Comprendre l’attachement et ses conséquences

Dans les premiers mois de la vie, les nourrissons organisent leur fonctionnement neurobiologique et psychosocial autour de leurs expériences. Des soins attentifs et attentionnés (représentés dans le nid évolué de notre espèce) favorisent le bon fonctionnement des systèmes psychosociaux et neurobiologiques (p. Ex., L’attachement, la réponse au stress, le système d’ocytocine) qui facilitent la santé, l’intelligence et l’attachement sécurisé (Narvaez, Panksepp, Schore & Gleason, 2013).

Comprendre l’attachement

«L’attachement» fait référence aux hypothèses neurobiologiques et aux associations psychologiques sur les relations que l’enfant construit dans sa mémoire neurobiologique psychosociale. Ce «modèle de travail interne» se mesure dès l’enfance avec la tâche «situation étrange» (Ainsworth, Blehar, Waters & Wall, 1978) mais aussi avec des questionnaires les années suivantes.

Dans la «situation étrange», le nourrisson est dans une pièce expérimentale avec la mère; la mère part un peu puis revient. La réponse de l’enfant au retour de la mère donne une indication du «modèle de travail interne» de l’enfant pour les relations intimes. Trois types d’attachement de base ont été identifiés grâce à cette méthode ou à travers des questionnaires pour adultes sur leurs habitudes et préférences relationnelles.

Lorsque les principaux dispensateurs de soins répondent toujours chaleureusement aux besoins du nourrisson, transmettant la vérité, faisant correspondre les émotions et les mots, l’enfant a tendance à se développer fixation sécurisée—Une croyance incarnée dans la bonté des relations et un monde social amical. L’attachement sécurisé est corrélé à toutes sortes de résultats positifs comme la coopération, les compétences sociales, la sympathie (Sroufe et al., 2005).
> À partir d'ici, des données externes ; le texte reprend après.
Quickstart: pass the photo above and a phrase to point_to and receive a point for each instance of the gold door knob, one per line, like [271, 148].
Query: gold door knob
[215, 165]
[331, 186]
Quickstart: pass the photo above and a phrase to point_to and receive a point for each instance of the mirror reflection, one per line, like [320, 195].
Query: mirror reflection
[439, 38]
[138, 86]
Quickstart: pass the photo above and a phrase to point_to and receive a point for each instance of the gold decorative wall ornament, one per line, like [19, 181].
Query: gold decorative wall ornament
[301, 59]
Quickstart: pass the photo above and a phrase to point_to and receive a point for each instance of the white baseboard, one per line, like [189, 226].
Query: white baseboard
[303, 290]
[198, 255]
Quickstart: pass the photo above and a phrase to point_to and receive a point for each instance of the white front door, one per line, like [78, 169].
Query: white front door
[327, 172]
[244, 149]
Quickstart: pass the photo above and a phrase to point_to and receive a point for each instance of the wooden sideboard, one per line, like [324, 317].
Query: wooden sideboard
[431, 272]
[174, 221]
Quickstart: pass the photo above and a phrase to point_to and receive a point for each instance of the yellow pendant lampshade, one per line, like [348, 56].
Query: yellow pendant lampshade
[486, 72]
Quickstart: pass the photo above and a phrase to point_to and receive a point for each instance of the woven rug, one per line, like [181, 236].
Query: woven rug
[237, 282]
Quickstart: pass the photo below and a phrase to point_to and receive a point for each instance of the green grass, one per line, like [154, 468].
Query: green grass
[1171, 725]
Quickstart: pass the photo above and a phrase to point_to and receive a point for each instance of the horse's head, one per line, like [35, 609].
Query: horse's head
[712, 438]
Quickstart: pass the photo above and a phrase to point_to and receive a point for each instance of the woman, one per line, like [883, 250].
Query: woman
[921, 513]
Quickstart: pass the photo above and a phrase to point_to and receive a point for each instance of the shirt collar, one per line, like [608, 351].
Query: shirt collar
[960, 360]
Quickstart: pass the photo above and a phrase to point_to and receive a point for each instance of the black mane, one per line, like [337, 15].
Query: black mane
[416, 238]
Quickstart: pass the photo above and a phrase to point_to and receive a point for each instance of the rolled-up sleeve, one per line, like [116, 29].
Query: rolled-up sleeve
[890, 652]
Lorsque les principaux soignants sont incohérents dans les soins, peu fiables ou mensongers, l’enfant a tendance à se développer attachement non sécurisé—Une croyance incarnée selon laquelle le monde social n’est ni fiable ni sûr (Crittenden, 1998). Contrairement à l’attachement sécurisé, l’attachement non sécurisé est en corrélation avec des déficits sociaux d’un type ou d’un autre et avec divers défis psychologiques tels que la méfiance générale (Sroufe et al, 2005).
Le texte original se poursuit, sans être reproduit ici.